The Hollywood changes slipped past me. I’d gather that they started as an initiative to get Pacific nations to crack down on film piracy in their region in return for gaining more work from the US and Canada (which makes sense and I’m fine with) but, it looks like, that section got expanded outside of the limit of what makes sense for an international agreement to stuff that seems to just be US domestic law.

But, in terms of “losing jobs”, that’s nonsense; all the jobs went away in the 70s. If you look at the division of labor in the US, by industry, over the last century, manufacturing and other jobs that could be off-shored all did so decades before Ross Perot warned about a “giant sucking sound” of jobs going abroad. With foreign workers costing 1/30th the price of an American, as soon as one American executive discovered that they could make stuff cheap and ship it to the US, international agreements be damned, manufacturing is going global. That’s just an immense gravitational force away from the US for any off-shorable task. All that things like NAFTA and Most Favored Nation accomplish is to direct the focus of that pressure.
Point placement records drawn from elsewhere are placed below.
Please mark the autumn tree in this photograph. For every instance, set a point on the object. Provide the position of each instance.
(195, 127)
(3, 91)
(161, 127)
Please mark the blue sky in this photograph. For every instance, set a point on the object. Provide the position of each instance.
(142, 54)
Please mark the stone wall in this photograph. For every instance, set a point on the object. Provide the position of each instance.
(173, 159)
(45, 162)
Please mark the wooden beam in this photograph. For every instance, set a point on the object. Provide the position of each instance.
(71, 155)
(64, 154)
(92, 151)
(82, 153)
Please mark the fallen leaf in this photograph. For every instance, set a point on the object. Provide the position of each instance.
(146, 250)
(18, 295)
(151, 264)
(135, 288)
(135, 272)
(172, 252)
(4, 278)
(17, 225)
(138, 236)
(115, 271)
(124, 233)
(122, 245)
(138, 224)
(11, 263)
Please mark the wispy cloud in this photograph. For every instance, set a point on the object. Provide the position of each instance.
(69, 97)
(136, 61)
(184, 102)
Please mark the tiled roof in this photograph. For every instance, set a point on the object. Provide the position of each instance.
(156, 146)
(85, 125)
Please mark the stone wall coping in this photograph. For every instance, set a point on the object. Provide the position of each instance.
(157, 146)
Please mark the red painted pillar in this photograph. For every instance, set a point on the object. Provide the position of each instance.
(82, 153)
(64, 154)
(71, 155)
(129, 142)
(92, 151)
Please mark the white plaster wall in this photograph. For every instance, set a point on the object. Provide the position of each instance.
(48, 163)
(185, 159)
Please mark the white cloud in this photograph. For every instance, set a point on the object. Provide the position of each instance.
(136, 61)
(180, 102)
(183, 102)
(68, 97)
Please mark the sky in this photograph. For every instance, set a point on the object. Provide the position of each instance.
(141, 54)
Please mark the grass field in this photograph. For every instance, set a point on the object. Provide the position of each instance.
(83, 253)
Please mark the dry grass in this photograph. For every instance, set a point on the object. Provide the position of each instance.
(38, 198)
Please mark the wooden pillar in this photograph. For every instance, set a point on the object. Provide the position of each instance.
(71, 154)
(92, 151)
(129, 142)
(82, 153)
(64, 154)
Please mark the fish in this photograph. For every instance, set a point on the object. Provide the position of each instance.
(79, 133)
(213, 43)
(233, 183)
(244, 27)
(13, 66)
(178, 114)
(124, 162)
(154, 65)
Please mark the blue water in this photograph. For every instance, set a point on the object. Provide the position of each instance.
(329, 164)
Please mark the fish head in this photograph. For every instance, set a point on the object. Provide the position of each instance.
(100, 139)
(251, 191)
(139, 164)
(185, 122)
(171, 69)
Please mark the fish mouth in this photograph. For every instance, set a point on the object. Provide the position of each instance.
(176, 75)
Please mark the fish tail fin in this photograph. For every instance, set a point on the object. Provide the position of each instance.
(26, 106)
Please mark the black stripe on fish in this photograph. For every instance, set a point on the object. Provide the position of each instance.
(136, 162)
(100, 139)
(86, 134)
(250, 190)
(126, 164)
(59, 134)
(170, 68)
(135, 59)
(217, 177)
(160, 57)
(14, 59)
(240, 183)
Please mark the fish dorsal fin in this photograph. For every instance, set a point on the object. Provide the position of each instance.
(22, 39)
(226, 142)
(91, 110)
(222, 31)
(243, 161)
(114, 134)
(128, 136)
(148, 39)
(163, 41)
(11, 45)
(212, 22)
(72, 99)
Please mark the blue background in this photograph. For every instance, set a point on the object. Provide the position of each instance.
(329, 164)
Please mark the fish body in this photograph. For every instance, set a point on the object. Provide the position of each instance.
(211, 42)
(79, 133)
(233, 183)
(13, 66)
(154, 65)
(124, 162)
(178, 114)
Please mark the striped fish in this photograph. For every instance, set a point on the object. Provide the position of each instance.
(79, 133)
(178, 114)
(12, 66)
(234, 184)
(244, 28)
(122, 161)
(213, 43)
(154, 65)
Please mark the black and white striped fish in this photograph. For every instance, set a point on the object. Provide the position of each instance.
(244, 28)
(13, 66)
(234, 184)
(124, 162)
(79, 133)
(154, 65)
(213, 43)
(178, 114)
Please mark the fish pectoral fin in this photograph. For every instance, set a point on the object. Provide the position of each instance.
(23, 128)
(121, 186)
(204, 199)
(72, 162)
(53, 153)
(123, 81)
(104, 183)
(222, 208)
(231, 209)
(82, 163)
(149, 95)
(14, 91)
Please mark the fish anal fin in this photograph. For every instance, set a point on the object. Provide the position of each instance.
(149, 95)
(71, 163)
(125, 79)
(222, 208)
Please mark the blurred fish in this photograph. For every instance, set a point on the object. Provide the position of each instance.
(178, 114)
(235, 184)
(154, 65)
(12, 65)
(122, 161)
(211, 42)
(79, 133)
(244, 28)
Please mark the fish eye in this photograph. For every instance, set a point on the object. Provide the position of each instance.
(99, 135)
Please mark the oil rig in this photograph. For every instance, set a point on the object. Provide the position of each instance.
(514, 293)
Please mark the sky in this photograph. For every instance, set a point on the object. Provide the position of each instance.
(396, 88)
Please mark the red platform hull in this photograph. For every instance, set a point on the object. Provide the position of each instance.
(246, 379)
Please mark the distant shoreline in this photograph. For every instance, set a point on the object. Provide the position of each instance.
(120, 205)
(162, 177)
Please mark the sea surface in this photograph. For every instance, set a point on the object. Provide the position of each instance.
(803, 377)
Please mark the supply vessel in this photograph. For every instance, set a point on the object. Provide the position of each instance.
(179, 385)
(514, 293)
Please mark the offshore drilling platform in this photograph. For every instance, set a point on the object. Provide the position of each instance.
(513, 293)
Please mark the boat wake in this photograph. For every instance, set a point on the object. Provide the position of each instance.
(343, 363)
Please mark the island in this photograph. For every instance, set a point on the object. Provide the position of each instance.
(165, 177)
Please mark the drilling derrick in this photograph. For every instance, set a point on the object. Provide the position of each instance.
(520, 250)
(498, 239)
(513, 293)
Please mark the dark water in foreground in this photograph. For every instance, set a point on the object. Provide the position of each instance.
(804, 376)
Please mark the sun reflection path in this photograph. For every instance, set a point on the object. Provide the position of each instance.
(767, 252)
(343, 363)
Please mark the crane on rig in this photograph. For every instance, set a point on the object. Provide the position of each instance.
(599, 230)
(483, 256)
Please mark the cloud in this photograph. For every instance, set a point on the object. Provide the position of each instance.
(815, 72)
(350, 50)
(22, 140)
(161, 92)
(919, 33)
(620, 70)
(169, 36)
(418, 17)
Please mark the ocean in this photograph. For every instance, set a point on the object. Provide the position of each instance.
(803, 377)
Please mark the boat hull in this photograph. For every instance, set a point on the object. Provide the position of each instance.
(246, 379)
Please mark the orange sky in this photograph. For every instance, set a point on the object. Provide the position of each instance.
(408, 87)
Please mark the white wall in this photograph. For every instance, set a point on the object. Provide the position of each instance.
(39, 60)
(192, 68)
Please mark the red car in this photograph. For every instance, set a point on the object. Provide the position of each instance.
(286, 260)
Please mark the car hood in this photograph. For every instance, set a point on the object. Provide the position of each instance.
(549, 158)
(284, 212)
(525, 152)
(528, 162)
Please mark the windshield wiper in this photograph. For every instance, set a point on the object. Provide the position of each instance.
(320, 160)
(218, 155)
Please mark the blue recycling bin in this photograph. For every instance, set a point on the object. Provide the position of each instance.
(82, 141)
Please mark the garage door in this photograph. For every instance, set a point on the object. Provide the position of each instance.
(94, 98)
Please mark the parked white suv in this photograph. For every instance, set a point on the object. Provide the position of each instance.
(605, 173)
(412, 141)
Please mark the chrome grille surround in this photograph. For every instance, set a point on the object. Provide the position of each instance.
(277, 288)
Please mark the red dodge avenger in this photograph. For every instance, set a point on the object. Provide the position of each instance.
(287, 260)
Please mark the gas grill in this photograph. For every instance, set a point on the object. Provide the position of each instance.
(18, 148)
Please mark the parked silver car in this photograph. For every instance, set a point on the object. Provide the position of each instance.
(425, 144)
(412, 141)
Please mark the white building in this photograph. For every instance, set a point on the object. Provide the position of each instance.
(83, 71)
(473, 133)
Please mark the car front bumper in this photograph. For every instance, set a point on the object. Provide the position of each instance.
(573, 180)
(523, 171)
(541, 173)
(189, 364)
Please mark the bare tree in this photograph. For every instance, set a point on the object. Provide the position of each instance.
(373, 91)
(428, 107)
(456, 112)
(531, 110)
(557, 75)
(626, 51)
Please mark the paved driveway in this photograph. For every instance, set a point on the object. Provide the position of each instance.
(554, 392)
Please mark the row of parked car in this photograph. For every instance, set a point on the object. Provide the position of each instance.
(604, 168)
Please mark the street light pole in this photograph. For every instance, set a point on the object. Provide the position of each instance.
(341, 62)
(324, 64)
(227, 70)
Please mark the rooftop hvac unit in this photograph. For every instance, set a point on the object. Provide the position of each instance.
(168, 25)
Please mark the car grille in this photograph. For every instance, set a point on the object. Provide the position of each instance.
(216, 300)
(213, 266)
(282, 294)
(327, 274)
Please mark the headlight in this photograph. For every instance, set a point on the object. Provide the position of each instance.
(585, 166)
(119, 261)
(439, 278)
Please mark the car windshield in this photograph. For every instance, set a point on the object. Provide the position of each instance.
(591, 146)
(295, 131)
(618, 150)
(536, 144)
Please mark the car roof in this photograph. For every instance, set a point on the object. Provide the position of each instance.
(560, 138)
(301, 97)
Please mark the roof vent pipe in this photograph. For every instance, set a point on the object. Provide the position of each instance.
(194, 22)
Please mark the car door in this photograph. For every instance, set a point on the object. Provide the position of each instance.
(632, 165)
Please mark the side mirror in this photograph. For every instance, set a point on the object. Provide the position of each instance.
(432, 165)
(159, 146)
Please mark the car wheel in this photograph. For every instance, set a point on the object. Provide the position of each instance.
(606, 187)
As I’ve pointed out elsewhere, you would need to set tariffs at 900% to make up the difference in labor cost between the US and China, if you really wanted to impact our domestic labor market. When that’s true, the TPP is effectively irrelevant to US workers. They just have to work in air conditioned offices, whether they want to or not. No sweaty, dangerous work conditions for them. But, we do get to decide which countries get most of the money. The TPP can help with that.